OpenSearch v 3.3.1; OpenSearch Dashboards 3.3.0; OS SLES 15; browser google chrom
Describe the issue:
Hello,
I want to create a visualization in OpenSearch Dashboards (2.19) to show which users log in via the web interface.
I am using the security-auditlog-* index. I tried creating a Data Table / Line Chart visualization, but the number of events is excessive: for example, the admin user shows 200 login points, even though they logged in only once. Background services and REST API calls are also logged, inflating the counts.
Goal:
Show only real user logins, ignoring system users and repeated REST API calls.
Count actual logins per user over time.
Has anyone solved this before? What is the best way to filter out only real login events in security-auditlog-*?
@Pan-Vad There is no one way to configure this, as audit logging logs all rest and transport communication by design. There are a number of “knobs” you can tweak to be able to make sense out of the dashboards build on the back on audit logging index, listed in the docs, for example only logging the AUTHENTICATED events. But these can still generated multiple events for the same login. Disabling transport logging is another option for example.
Could you please tell me how to correctly extract statistics about user logins to OpenSearch for a specific period of time?

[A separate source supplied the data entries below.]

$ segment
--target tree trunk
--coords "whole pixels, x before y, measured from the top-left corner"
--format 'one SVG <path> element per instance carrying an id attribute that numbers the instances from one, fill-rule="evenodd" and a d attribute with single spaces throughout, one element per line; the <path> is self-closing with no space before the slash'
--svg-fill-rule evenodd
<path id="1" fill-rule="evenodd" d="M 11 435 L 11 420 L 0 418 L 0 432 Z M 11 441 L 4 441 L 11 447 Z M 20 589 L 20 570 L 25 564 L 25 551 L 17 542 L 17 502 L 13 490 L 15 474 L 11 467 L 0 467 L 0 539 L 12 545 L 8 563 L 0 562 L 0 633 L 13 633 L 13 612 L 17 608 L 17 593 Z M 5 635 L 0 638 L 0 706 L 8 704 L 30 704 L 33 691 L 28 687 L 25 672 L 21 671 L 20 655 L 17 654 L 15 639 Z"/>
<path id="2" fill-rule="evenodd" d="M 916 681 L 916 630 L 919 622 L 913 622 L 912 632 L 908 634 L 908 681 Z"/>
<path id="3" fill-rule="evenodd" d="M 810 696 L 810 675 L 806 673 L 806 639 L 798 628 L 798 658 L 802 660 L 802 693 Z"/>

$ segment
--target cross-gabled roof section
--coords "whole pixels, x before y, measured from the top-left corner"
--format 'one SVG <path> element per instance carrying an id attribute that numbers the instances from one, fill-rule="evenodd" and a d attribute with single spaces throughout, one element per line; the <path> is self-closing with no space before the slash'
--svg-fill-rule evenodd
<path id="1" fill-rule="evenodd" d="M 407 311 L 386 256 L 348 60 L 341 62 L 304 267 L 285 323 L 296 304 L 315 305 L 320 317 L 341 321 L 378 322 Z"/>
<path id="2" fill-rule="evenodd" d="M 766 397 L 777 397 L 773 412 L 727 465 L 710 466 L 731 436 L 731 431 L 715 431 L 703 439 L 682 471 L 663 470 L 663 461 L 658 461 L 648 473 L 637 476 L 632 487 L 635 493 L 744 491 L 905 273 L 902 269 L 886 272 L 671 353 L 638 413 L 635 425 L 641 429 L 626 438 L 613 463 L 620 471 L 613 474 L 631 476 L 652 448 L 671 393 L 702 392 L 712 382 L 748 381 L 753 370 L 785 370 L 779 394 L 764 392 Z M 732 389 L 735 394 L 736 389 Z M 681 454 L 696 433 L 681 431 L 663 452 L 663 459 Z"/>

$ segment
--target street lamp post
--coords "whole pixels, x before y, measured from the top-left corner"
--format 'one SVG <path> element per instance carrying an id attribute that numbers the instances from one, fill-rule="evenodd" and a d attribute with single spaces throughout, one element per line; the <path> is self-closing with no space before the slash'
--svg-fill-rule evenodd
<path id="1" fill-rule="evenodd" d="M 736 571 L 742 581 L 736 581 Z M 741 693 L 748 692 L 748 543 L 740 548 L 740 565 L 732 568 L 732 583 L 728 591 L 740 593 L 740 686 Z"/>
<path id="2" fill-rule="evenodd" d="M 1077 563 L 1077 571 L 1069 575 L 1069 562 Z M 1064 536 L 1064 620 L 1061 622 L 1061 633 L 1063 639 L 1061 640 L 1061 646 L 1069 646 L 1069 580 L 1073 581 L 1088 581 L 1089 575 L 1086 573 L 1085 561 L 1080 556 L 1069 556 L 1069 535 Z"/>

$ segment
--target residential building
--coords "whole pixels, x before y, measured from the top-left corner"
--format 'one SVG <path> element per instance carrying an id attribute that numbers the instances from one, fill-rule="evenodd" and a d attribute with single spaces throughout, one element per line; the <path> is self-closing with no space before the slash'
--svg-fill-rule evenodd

For example, I would like to know how many times users accessed the system during the previous month.
Is there a way to retrieve or visualize this information?
@Pan-Vad The audit log doesn’t have session concepts, it’s request-based, not login-based.
Therefore if you enable “Authenticated” event, every successful request from the user will be logged as Authenticated event. Therefore you will not be able to limit the search/visualization to “how many times the user logged it”. But you can see if the user logged/accessed the system between specific times. For example if you login with test user, create a number of sample indices/aliases and run a search, you will be between 200-300 Authenticated events logged for this user.